被老者唤作小猴子的孩子,目光如龙,眨都不眨地盯着棋盘,下意识地咬着右手拇指的指甲,纤细的手指拿起硕大的棋子轻轻按在棋盘上。
我扫了一眼棋盘,然后感到有种于无声处听惊雷般的震慑。
那个与他对弈的长老此时大概也有种跟我相同的感受。
那孩子接过这乔长老的棋时,所剩的子已经不多,兵危将寡,又被人直逼城下。
然而他却能在被人将死的前一步反将一军,白白送出一车,然借机将深陷将府的老将移出险境。
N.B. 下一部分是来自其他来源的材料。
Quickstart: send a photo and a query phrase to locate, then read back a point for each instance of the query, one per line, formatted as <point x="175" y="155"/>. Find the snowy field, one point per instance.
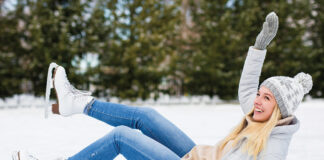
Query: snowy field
<point x="26" y="128"/>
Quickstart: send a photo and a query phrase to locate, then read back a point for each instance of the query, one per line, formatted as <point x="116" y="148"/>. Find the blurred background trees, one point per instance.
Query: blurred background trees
<point x="140" y="49"/>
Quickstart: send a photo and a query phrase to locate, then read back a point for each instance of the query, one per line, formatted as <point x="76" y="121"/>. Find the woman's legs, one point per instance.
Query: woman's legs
<point x="130" y="143"/>
<point x="146" y="119"/>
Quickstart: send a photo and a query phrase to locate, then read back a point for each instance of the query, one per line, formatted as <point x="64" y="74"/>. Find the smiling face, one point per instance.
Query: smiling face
<point x="264" y="104"/>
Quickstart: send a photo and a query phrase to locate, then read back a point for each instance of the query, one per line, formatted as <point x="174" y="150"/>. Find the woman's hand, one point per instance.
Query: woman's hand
<point x="268" y="32"/>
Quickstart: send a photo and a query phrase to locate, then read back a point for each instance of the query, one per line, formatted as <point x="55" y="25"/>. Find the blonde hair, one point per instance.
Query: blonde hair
<point x="257" y="134"/>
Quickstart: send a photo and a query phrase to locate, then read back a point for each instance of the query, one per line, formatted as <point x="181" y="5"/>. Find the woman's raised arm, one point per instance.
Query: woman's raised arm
<point x="249" y="81"/>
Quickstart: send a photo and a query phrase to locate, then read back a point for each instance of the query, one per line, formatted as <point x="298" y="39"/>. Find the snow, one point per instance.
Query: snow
<point x="25" y="128"/>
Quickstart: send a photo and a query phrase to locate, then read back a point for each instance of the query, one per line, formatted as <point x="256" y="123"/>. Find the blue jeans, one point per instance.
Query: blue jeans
<point x="159" y="140"/>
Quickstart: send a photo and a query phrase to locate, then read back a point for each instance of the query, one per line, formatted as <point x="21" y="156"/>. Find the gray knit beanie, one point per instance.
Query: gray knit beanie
<point x="289" y="92"/>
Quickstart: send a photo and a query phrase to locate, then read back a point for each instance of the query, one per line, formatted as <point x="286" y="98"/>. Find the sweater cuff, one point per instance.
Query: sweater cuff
<point x="256" y="53"/>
再次落子的时候,黑面长老的帅营中已经被他稳稳地插进了两个小卒。
当那长老意识到情势急转直下的时候,他的九宫内已经呈现二鬼拍门的局面。
弈棋之道,与其恋子以求生,不如弃子以取胜。
弃死寨者,主动出击者胜;守死寨者,必死。
兵法如棋,宁失一子,莫失一先。
一个*岁孩子能有这般的心智和识见,估计再怎样天赋异禀的神通也不过如此了。
老者盯着棋盘看了许久,仰天长叹一口气。
老夫认输了,栽得心服口服。
黑面长老站起身将那孩子抱起,让他骑坐在自己的脖颈之上,转头对乔长老道。
老乔头,沉舟侧畔千帆过,你这徒弟的棋艺已经在你之上了。
乔长老笑着应道,是呀,你我二人年纪加起来快两百岁了竟然还不及一个乳臭未干的毛头小子,我们都老了啊。
此言差矣,老不足叹,可叹老而虚生。几十年的身世浮沉,到如今这把年纪,还有什么遗憾的?我看倒是应该为了这后生喝一壶,你的绝世棋艺后继有人喽。
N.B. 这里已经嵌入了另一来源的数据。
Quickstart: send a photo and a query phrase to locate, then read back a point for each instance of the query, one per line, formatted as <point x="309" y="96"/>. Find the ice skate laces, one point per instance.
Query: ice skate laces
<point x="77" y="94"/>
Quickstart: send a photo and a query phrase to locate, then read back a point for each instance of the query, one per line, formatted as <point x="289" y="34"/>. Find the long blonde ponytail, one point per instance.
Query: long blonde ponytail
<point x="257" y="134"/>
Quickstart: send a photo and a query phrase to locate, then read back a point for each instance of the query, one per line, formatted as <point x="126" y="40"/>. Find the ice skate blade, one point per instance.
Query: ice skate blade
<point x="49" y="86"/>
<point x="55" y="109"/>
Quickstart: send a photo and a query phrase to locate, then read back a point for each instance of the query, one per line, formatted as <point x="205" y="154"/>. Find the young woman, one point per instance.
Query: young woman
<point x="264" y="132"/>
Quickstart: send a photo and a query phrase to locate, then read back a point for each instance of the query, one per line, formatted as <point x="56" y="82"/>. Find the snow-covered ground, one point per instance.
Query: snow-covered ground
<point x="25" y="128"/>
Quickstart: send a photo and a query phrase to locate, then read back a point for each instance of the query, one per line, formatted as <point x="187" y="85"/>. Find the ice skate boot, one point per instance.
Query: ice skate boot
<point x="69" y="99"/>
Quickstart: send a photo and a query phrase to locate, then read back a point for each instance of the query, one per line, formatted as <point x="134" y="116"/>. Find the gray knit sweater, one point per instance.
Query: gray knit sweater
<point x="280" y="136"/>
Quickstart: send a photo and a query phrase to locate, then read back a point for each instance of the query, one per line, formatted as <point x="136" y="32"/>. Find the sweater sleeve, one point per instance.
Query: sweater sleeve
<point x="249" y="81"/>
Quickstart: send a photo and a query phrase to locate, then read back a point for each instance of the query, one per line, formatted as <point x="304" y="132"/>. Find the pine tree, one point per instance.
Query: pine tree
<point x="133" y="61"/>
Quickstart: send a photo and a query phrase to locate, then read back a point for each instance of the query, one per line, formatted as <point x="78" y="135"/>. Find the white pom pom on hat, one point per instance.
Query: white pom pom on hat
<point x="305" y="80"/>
再如何绝世的棋艺,不也还是输给你一盘?你这老贼,变着法子夸自己!乔长老闻言大笑。
对弈十盘方才能胜你一盘,你还想怎样?走!喝酒去!
那孩子骑坐在黑面长老的脖颈上 ,亦是咯咯地笑。
仍在观棋的几个人也都各露欣喜之色,齐奔向另一口酒缸……
我喝了口酒,转身回到雷铃坤身边。
好犀利诡秘的棋风,兵法如棋,那孩子有将辅之才。
我欠身坐下,咂咂嘴道。
唔……他的棋艺是掌钵龙头乔宪谋长老传授的,乔长老的棋艺在当世已经算是难逢敌手了。况且小猴子又是将门虎子,能有这样的棋艺,也不需大惊小怪的。